If you were in charge, couldn't you have intervened? Surely you or someone could have said, for instance, that actually the children were supposed to be using the things she forbade them from handling, and that the things she changed were meant to be the way she found them and shouldn't be changed, and maybe pointed her towards some task where she couldn't do any harm?

GabiSolis Sat 10-Oct-15 16:42:52

I don't disagree with the pricing thing in principle mellojello, but we had no idea she was going to do that (yes, I know, I will be clearer in future). She had said she was going to drop off, she didn't give an indication she was going to set a price. By the time she did say it, it was too late for us to get a replacement and besides she had already 'lost' something our regular volunteer had made. She basically made it impossible for us to make any money from what she had made. Not sure what she was thinking there.

WorraLiberty Sat 10-Oct-15 16:43:50

I'm sorry but it sounds very badly managed.

Why are the people in charge allowing her to behave like this?

You/they need to grow a backbone (not mean horribly) and tell her exactly what is expected of her, and what she is not allowed or expected to do.

That way everyone knows where they stand.

WorraLiberty Sat 10-Oct-15 16:44:07

*meant

GabiSolis Sat 10-Oct-15 16:45:34

We (I and the other person in charge) did try to say something to her but by that point it was really difficult to effect any change from a confrontation. I'm not really a fan of doing something like that in front of the girls anyway if I can help it.

GabiSolis Sat 10-Oct-15 16:50:11

Worra, I would agree with you but everybody else understood what was expected of them and anybody else volunteering deferred any decisions to us. I can see I've given the impression this was rather chaotic but it's really only this one woman who threw the spanner in the works.

The things she kept trying to stop the children doing was taking the money.

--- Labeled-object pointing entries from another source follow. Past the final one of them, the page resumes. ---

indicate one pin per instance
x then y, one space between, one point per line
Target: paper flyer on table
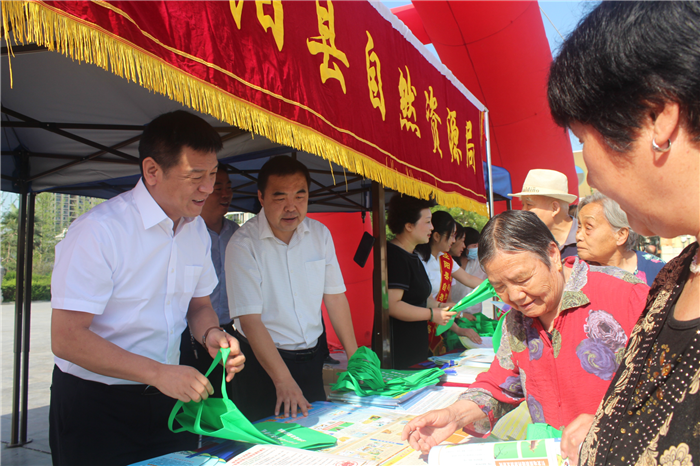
433 398
521 453
363 432
272 455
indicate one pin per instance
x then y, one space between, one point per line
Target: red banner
334 79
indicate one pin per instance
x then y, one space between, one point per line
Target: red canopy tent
499 51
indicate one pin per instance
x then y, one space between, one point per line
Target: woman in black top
410 303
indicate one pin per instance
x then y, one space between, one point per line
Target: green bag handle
223 419
222 354
482 325
179 404
540 430
498 332
480 294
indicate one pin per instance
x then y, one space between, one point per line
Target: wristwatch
204 338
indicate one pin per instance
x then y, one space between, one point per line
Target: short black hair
164 138
471 236
443 224
282 166
623 62
405 209
515 231
459 231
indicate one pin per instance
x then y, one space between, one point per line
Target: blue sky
559 19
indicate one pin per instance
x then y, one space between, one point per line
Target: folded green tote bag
219 417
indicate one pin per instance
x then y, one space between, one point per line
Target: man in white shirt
220 229
280 267
128 277
546 194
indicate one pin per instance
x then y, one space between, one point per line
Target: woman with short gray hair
604 237
559 347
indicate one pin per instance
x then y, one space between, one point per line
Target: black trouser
193 354
94 423
253 390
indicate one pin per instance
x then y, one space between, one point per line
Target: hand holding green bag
480 294
219 417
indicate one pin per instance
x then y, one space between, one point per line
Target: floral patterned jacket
567 373
662 407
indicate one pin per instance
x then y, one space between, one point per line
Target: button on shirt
219 241
123 263
284 283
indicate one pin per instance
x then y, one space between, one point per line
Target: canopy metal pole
19 302
381 337
488 161
26 322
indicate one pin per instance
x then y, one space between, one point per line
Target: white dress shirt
432 267
123 263
284 283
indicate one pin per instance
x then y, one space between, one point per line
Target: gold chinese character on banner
266 21
374 77
453 136
432 116
471 158
276 23
325 44
408 95
236 11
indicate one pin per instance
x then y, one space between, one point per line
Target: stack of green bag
365 377
219 417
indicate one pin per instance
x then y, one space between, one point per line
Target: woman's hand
573 437
442 316
430 429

GabiSolis Sat 10-Oct-15 16:50:36

Taking the money = taking payment, not stealing!

Floralnomad Sat 10-Oct-15 16:51:03

Then you take her to one side and say it ,nobody is suggesting you do it in front of the children .

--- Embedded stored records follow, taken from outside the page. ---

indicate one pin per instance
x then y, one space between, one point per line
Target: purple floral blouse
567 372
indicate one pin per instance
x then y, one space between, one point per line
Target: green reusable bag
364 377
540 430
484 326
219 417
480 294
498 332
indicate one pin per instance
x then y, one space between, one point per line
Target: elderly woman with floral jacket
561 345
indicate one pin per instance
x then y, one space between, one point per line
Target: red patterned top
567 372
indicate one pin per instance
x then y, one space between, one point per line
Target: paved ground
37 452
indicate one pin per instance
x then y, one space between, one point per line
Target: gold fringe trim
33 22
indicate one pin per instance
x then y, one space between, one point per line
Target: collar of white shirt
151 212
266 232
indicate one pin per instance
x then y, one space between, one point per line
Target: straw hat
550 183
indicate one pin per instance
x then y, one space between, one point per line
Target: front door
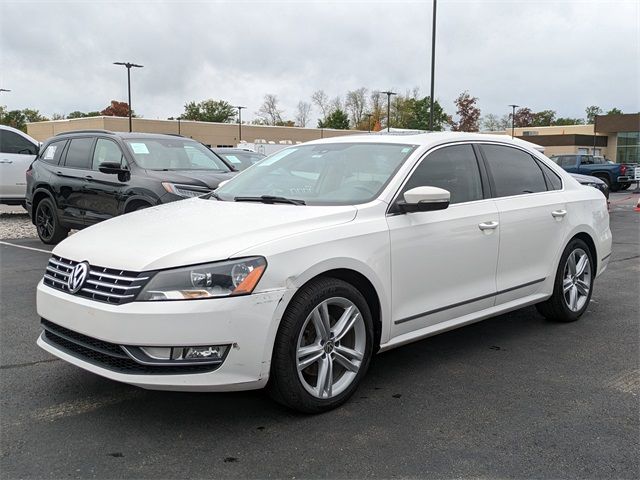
443 263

theycallmemellojello Sat 10-Oct-15 16:51:54

I don't think that you need to tell her horribly - in fact you should avoid this. Just say, ok thanks for volunteering, this is what we need doing, this is how we want it done. I don't think anyone is suggesting getting into an argument.

Changedtoday Sat 10-Oct-15 16:54:41

YANBU

How to politely avoid a repeat situation? Can you marshall and organise your volunteers in advance, thereby maybe not accepting any more offers of help from her specifically? At the start/before spell out exactly what is required and who is in control of the event? And stick to it even if that means telling pushy mum not to interfere? You mention your worry about her swanning of home with her 'thing' but since it wasn't sold is that not the same outcome? How do other parents view her?